A version of Lusin's theorem states that
If $\mu$ is a finite Radon measure on $X$, and $Y$ is a second countable topological spaces, then for any Borel-measurable function $f:X\to Y$ and any $\epsilon>0$, there exists a compact set $K\subseteq X$ such that $\mu(X\setminus K)<\epsilon$ and $f|_K$ is continuous.
I want to know if there is a counterexample when $Y$ is not second countable.
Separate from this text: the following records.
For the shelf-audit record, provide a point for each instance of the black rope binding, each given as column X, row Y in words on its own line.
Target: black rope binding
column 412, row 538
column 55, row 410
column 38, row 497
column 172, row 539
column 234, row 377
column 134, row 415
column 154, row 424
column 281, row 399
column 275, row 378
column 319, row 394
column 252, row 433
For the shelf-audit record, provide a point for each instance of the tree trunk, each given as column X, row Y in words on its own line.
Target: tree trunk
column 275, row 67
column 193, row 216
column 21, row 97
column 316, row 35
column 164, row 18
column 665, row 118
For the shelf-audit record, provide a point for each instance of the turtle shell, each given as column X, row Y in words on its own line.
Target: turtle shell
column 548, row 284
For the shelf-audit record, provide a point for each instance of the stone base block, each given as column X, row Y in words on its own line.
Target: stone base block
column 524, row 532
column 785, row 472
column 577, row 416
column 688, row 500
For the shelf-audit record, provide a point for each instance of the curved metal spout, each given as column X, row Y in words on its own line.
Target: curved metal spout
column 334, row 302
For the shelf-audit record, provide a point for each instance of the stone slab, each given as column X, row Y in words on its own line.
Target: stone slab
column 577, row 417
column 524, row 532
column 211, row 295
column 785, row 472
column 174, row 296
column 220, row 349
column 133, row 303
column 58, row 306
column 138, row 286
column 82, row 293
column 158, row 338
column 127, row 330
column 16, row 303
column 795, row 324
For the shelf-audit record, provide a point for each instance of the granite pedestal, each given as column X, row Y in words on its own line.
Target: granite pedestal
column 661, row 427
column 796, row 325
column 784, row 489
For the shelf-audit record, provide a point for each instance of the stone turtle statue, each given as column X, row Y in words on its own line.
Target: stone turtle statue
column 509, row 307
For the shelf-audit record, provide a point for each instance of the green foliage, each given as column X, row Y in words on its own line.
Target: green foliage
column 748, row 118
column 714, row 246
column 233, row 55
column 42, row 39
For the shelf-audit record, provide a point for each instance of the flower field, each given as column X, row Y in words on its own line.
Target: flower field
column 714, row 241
Let $X\triangleq([0,1],\tau_1)$ and $Y\triangleq([0,1],\tau_2)$ where $\tau_1$ is the usual topology, and $\tau_2$ is induced from the Sorgenfrey topology (that is $\tau_2$ is generated by sets of the form $[a,b)\cap[0,1]$). Note that $Y$ is not second countable. Consider the Lebesgue measure $\mu\triangleq\mathcal{L}^1|_{[0,1]}$ on $X$.
Now consider the identity map $i:X\to Y$.
One can show that $\mathcal{B}([0,1],\tau_2)=\mathcal{B}([0,1],\tau_1)$, and so $i$ is Borel-measurable.
To show that Lusin's theorem does not hold it suffices to note that $Y$ is totally disconnected, whereas $X$ is connected. Hence, $i$ is cannot be continuous when restricted to any nontrivial open subset of $X$.